Depuis quelque temps, les réseaux sociaux sont inondés de vidéos de chiens utilisant des tableaux sonores pour « parler ». Ces dispositifs, composés de boutons programmés pour émettre des mots, ont suscité un vif intérêt. Mais une question demeure : les chiens comprennent-ils vraiment les mots qu’ils entendent ou activent, ou réagissent-ils simplement à des indices de leurs propriétaires ? Une étude récente menée par des chercheurs de l’Université de Californie à San Diego, et publiée dans PLOS ONE, apporte des éléments de réponse qui pourraient bien transformer notre compréhension de la communication inter-espèces.
Des résultats qui intriguent la communauté scientifique
L’étude dirigée par Federico Rossano, professeur de sciences cognitives à l’UC San Diego, se distingue par son approche rigoureuse et empirique. En effet, il s’agit de la première recherche à grande échelle sur des animaux de compagnie formés à utiliser des tableaux sonores. Selon Rossano, les chiens entraînés à utiliser ces boutons ne se contentent pas de réagir à des indices environnementaux ou à la présence de leurs maîtres, mais répondent aux mots eux-mêmes. Par exemple, lorsqu’un chien entend ou active le mot « jouer » ou « dehors », il adopte un comportement cohérent avec le mot entendu, indépendamment de la personne qui a prononcé ou déclenché le mot.
Ces résultats sont issus de deux expériences complémentaires. La première a impliqué 30 chiens répartis à travers les États-Unis, avec des chercheurs se rendant chez eux pour tester leurs réactions aux boutons sonores. La seconde expérience a mobilisé 29 autres chiens, cette fois testés par leurs propriétaires à domicile sous la supervision des chercheurs. La méthodologie de l’étude a été préenregistrée, un choix qui, selon Rossano, garantit la transparence et réduit les risques de biais ou de sélection des résultats.
Des critiques et perspectives d’avenir
Malgré ces conclusions prometteuses, l’étude n’a pas fait l’unanimité. Le Professeur Clive Wynne de l’Arizona State University, non impliqué dans cette recherche, a qualifié l’étude de « rien de surprenant« , dans un article du Guardian. Il souligne donc que les chiens n’ont été testés que sur trois mots familiers et que leurs réponses ne montrent rien de fondamentalement nouveau. Pour Wynne, les chiens ont simplement réagi à des indices verbaux, un comportement déjà bien documenté.
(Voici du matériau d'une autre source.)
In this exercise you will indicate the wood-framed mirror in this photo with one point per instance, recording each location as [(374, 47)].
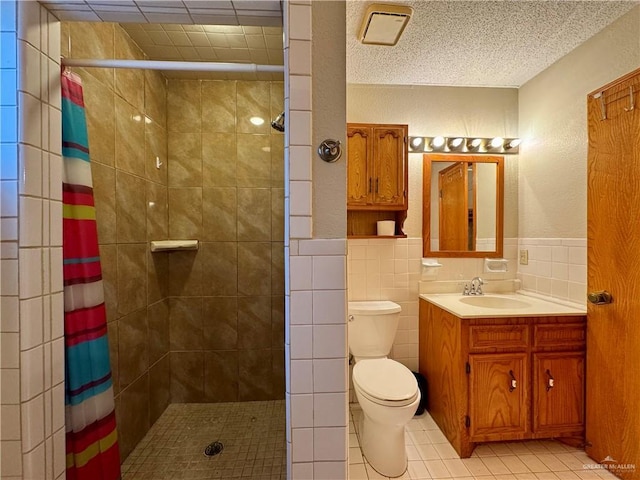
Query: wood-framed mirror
[(462, 205)]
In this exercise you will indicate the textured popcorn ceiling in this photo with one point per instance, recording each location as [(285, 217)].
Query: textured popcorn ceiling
[(476, 43)]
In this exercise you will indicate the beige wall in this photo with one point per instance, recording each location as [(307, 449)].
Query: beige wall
[(329, 90), (226, 188), (553, 125), (127, 130), (431, 111)]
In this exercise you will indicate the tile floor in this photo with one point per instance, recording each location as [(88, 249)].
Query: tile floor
[(253, 435), (431, 456)]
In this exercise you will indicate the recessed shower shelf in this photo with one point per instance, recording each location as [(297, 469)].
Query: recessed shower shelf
[(173, 245)]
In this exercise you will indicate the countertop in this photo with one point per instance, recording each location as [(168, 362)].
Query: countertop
[(515, 305)]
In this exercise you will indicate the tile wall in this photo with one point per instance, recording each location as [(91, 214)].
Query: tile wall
[(226, 188), (126, 119), (557, 267), (315, 275), (31, 325), (387, 269)]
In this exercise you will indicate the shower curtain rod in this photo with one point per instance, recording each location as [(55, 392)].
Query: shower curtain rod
[(173, 65)]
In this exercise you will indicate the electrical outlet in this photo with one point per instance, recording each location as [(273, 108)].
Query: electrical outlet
[(524, 257)]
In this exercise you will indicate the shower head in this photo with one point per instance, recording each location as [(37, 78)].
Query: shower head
[(278, 123)]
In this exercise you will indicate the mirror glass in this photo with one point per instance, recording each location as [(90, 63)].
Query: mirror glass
[(462, 205)]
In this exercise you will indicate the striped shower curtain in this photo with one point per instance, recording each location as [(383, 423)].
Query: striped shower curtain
[(91, 437)]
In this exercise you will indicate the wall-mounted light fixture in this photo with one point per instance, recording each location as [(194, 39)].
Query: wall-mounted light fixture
[(506, 146)]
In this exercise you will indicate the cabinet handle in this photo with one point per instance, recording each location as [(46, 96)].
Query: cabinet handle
[(550, 380)]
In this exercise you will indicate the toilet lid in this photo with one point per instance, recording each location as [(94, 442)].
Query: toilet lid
[(385, 379)]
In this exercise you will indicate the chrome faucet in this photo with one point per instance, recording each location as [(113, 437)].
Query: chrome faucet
[(476, 286)]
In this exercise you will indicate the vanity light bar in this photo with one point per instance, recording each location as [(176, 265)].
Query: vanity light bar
[(471, 145)]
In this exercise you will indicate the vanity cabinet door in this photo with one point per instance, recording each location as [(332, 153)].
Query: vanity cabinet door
[(498, 397), (558, 394)]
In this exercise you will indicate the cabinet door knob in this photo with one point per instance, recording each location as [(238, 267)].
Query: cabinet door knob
[(550, 380), (514, 383), (601, 297)]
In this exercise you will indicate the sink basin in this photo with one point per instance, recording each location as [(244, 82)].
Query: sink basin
[(494, 302)]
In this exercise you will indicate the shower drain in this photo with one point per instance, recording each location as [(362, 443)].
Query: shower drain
[(213, 449)]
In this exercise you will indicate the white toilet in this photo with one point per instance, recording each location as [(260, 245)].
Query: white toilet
[(386, 390)]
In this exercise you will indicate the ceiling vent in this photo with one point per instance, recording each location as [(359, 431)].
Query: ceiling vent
[(383, 24)]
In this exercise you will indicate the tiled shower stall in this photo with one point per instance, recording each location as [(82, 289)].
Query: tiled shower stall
[(32, 325)]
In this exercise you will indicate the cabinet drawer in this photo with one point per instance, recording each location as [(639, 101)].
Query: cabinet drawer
[(560, 335), (483, 338)]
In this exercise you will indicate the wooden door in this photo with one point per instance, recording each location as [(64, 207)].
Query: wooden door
[(453, 212), (359, 180), (558, 394), (498, 398), (613, 253), (389, 166)]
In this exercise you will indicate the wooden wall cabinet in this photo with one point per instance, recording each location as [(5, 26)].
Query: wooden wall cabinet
[(497, 379), (377, 177)]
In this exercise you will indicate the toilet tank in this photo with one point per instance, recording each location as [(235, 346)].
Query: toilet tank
[(372, 327)]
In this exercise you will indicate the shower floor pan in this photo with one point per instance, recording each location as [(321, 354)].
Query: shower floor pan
[(252, 433)]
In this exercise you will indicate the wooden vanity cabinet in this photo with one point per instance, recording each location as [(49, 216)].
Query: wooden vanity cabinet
[(377, 176), (504, 378)]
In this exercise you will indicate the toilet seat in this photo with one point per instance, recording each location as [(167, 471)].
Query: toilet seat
[(385, 382)]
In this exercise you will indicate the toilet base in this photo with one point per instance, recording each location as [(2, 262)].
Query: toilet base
[(383, 446)]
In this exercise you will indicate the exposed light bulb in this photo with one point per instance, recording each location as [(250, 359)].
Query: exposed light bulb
[(437, 142), (496, 142)]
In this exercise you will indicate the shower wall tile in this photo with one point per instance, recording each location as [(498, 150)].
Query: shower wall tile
[(156, 212), (219, 160), (159, 388), (133, 415), (132, 277), (254, 322), (185, 160), (254, 214), (218, 107), (187, 377), (101, 118), (185, 212), (109, 262), (93, 40), (220, 214), (133, 352), (155, 97), (131, 209), (277, 214), (186, 273), (186, 329), (159, 331), (104, 195), (254, 268), (255, 379), (220, 261), (129, 82), (184, 106), (251, 106), (157, 277), (155, 150), (277, 268), (220, 323), (221, 376), (254, 160), (129, 138)]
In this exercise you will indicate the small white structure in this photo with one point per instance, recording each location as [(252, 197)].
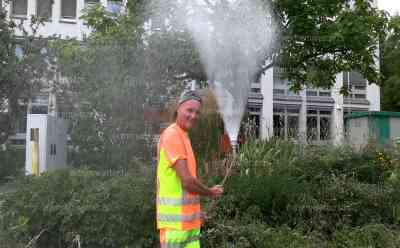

Cependant, d’autres chercheurs, comme la Dr Mélissa Berthet de l’Université de Zurich, estiment que cette étude marque une étape essentielle pour mieux comprendre la capacité des chiens à utiliser ces dispositifs pour communiquer. Elle note que l’étude a permis de dissiper certains doutes quant à la réponse des chiens aux sons des boutons plutôt qu’à des signaux de leurs propriétaires.
Vers une communication plus complexe entre chiens et humains ?
Les chercheurs de l’UC San Diego ne comptent pas en rester là. Rossano a indiqué que des recherches futures exploreront des concepts plus abstraits et complexes. Ils se concentreront sur la manière dont les chiens utilisent les séquences de boutons pour exprimer des idées plus élaborées. Certains chiens participant à l’étude actuelle utilisent déjà plus de 100 boutons. Et cela souvent de manière non aléatoire, ce qui pourrait indiquer une forme de compréhension systématique.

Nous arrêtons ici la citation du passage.